In retrospect, it's kind of ironic that I had this conversation with this particular friend, because one of the reasons we became friends is that I borrowed a book from her. After my first week at summer camp (in which I was incredibly homesick), I had finished all the books I brought with me. Since we weren't allowed to get library cards for the university where the camp was held, I began asking around... which is how I ended up reading Bernhard Schlink's THE READER, and Michael Paterniti's EINSTEIN'S BRAIN, and (incidentally) making friends and having an amazing summer. But that's neither here nor there.

It's okay if you judge me based on my books. I kind of expect it, which is why if you come to my apartment, there are a few books I deliberately do not have on my shelves. They're tucked away under...something. I'm not ashamed of having them, it's just... well... there are always those few you might not want to cop to having.

So feel free to judge that today I gave away my copy of Jennifer Weiner's THE GUY NOT TAKEN and got THE NATURAL, which I have never read, on Bookmooch. I returned FOURTH COMINGS and THE TURN OF THE SCREW to the library and picked up Yannick Murphy's HERE THEY COME and Dawn Powell's A TIME TO BE BORN. What does this say about me? You decide.

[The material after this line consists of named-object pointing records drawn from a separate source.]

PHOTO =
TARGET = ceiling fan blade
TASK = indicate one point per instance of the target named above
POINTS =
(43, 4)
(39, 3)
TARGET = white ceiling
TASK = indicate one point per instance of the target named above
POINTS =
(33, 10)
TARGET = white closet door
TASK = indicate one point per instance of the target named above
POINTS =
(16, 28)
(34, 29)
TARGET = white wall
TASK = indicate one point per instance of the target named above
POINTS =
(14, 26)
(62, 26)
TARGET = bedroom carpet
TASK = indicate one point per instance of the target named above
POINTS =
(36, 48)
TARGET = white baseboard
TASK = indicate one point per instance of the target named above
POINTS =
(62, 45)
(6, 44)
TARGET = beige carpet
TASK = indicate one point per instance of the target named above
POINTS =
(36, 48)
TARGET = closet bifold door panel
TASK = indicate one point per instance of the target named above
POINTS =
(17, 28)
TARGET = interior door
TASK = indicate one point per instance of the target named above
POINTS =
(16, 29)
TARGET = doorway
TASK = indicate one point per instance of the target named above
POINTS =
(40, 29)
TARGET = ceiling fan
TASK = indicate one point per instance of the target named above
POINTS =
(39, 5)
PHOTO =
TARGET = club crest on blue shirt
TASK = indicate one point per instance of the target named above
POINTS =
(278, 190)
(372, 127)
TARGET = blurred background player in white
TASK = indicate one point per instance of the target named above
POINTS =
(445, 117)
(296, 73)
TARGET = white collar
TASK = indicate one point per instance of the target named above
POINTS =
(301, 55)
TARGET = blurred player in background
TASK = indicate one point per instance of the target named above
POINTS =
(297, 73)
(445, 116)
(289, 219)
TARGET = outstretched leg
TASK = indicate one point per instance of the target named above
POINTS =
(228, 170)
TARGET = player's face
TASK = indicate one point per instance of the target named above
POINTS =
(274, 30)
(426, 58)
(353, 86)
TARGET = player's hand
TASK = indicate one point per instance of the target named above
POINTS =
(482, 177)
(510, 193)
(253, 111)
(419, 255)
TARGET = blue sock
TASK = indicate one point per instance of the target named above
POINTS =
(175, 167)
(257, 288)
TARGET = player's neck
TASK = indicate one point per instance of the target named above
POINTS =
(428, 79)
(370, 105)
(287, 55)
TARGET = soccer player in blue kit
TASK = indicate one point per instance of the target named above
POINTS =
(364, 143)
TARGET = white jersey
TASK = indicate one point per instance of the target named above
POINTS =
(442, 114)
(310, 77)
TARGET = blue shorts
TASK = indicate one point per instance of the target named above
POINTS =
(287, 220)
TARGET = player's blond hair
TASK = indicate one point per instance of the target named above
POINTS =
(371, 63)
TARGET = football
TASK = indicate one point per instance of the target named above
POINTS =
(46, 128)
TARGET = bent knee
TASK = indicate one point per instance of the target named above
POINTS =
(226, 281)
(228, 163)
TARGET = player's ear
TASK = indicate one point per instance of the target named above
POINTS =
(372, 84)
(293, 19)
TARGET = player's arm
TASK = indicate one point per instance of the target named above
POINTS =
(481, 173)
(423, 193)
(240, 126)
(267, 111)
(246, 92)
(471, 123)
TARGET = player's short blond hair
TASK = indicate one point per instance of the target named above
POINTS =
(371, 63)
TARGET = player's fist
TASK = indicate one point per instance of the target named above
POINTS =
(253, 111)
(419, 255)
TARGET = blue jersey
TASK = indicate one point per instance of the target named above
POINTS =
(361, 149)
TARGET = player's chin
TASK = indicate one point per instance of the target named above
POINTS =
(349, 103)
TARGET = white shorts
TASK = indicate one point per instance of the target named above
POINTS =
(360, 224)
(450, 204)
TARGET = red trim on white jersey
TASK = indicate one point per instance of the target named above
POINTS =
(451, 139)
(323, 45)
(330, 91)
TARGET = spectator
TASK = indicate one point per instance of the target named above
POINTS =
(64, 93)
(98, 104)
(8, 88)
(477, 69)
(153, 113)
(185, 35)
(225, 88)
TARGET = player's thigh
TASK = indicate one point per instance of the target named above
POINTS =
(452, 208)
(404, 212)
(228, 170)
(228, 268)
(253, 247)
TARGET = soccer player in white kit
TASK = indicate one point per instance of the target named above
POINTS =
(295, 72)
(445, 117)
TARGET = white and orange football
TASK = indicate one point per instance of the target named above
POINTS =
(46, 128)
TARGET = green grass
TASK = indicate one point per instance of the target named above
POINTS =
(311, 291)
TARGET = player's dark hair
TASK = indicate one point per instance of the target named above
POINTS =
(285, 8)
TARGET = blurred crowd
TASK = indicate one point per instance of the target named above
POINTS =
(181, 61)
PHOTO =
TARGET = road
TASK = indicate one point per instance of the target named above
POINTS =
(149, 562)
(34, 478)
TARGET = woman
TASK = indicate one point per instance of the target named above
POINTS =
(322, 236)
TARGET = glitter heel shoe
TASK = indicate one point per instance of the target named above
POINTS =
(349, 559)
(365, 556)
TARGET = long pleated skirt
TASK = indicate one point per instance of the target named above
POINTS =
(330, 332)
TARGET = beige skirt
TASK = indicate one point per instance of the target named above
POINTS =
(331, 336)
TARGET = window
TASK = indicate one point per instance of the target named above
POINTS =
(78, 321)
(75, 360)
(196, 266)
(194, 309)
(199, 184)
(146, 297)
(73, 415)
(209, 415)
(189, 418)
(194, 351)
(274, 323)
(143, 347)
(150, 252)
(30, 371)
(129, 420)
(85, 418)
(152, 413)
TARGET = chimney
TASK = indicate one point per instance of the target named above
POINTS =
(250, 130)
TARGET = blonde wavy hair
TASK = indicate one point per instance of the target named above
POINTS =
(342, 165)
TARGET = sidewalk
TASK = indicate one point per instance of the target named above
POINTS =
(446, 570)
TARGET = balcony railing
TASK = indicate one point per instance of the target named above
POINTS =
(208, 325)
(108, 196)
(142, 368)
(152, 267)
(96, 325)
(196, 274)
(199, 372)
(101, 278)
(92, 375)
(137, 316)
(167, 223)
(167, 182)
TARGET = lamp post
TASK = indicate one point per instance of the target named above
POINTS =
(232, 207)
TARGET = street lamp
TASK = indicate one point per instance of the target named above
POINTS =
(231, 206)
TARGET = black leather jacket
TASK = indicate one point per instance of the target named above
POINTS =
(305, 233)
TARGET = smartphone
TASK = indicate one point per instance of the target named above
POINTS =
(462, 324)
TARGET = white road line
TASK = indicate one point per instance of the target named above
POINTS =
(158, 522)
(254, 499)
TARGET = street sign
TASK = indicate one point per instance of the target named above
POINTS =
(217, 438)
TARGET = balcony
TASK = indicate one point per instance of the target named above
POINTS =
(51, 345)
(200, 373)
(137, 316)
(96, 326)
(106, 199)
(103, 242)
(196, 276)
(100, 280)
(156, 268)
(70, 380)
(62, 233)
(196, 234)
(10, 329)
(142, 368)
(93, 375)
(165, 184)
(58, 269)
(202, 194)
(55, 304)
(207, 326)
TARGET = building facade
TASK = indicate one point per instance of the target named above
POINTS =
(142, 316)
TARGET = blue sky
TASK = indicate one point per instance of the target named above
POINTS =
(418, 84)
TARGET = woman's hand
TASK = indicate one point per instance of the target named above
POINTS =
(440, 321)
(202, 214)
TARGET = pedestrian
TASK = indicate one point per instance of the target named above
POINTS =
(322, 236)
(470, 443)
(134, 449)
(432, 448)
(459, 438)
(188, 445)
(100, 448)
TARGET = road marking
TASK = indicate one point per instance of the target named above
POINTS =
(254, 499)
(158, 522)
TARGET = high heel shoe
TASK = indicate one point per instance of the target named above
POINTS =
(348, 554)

(I don't own that very funny Gawker T-shirt, but you can buy it here.)

3 comments:

Emily said...

i most definitely judge people. the harshness of my judgment increases exponentially if they enjoyed the da vinci code.

Elizabeth said...

But the books on my shelf and the books I read are distinct populations. Being cheap, most books I read are from the library, so it doesn't matter how snooty or trashy they are, you'll never know either way just by looking at my shelf.

The books on my shelf are either textbooks (so you can conclude that I'm the kind of person who buys textbooks, which I guess says something) or gifts (from which you can deduce only what other people think of my reading habits, but nothing about my reading habits themselves).

Ellen said...

But Elizabeth, can I not judge your library books just as well?

Of course textbooks are a different matter into which I do not dabble. But I'm talking about that shelf of books you own, your favorites, the ones you move around with you and read over and over.